Treatment Methods: Psychoeducational Group Therapy

There are several types of therapy that one can engage with during substance abuse treatment.  Individual therapy and group therapy are two that are most common.  Individual therapy is provided one-on-one with a licensed professional who will explore the psychological components of the individual’s substance abuse including history and treatment goals.  In group therapy, many individuals can be engaged in a setting that allows for others to share in the treatment process.  One type of group therapy that is used quite often in substance abuse treatment is psychoeducational group therapy.

Psychoeducational group therapy is facilitated through a leader who is usually a licensed mental health professional with specific expertise in substance abuse treatment.  The facilitator will typically have an agenda with which to organize the group and topics are centered around the behaviors and consequences of substance abuse addiction.  The facilitator may use videos or other materials to present to the group.  One positive component of psychoeducational group therapy is that it is based on the reality of the addict’s life and the ability to apply practical knowledge to recovery.  A group participant can be provided with resources that might aid in recovery efforts, information related to the recovery process, and how to become more self-aware to the consequences of addiction.

As the term implies, psychoeducational group therapy is educational in nature.  The purpose is to provide information to the group participants on the medical, psychological, and behavioral aspects of addiction.  Some facilitators might lead a group in understanding the medical consequences of consuming alcohol and illicit drugs or how the psychological use of denial can inhibit recovery.

Psychoeducational group therapy can be facilitated either through inpatient or outpatient treatment.  Many facilities that offer psychoeducational services also encourage family members to attend with the individual in recovery.  This helps in educating the family system on the addict’s recovery process and what can be expected.  If the facilitator leads a group on coping skills during recovery or challenges faced by a person in recovery, the family members in attendance can learn as well in how to support their loved one.

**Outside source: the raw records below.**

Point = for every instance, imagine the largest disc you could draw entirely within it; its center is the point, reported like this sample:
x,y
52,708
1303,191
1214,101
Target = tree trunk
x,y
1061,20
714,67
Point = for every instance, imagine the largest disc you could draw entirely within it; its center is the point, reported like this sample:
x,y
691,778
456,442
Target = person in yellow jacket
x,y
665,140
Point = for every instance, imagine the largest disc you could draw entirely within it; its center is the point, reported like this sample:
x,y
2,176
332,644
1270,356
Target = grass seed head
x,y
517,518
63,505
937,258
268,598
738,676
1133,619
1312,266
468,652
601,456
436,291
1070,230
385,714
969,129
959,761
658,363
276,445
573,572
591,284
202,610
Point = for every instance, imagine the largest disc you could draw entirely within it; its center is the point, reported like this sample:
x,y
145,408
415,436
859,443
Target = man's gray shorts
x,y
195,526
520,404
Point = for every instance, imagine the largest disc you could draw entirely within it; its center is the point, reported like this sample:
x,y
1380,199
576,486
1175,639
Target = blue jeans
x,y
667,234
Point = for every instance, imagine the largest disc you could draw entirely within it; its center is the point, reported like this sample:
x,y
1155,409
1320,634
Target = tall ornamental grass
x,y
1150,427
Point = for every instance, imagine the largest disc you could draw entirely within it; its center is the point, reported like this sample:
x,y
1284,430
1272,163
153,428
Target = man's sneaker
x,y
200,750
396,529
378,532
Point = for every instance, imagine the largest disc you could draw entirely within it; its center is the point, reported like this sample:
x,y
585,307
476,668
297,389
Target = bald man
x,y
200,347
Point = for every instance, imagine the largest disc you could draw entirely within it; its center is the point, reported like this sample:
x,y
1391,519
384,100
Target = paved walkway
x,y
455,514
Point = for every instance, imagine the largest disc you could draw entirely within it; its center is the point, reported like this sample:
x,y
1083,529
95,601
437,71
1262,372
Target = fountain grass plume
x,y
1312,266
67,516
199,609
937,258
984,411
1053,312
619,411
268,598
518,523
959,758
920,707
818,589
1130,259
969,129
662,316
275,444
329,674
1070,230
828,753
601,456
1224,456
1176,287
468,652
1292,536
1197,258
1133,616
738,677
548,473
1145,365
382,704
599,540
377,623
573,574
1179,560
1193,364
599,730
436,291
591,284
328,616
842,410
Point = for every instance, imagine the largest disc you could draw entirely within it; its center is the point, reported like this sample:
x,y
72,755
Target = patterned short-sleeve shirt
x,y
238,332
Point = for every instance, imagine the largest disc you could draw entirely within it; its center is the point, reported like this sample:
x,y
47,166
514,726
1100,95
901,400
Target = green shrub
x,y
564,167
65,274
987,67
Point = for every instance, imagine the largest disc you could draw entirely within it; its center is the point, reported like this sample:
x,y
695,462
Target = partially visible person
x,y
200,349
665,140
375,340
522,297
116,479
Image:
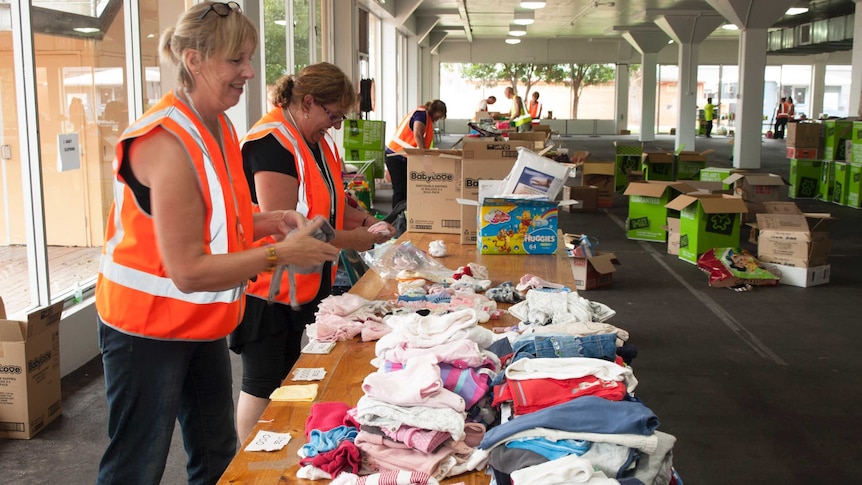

This group process is structured by the facilitator; however, there is time devoted to answering questions posed by the group.  Individuals can ask questions related to their substance abuse history or behavioral consequences of addiction provided that the questions are related to the topic of discussion.  If participants get off topic or start to defer the conversation to personal experiences, the facilitator will work to refocus the group.  It is important with this type of group therapy to allow an educational experience to occur.  Reports from those in recovery indicate that learning about the medical and behavioral consequences of substance abuse addiction can be helpful in terms of understanding an individual’s addiction and recovery process.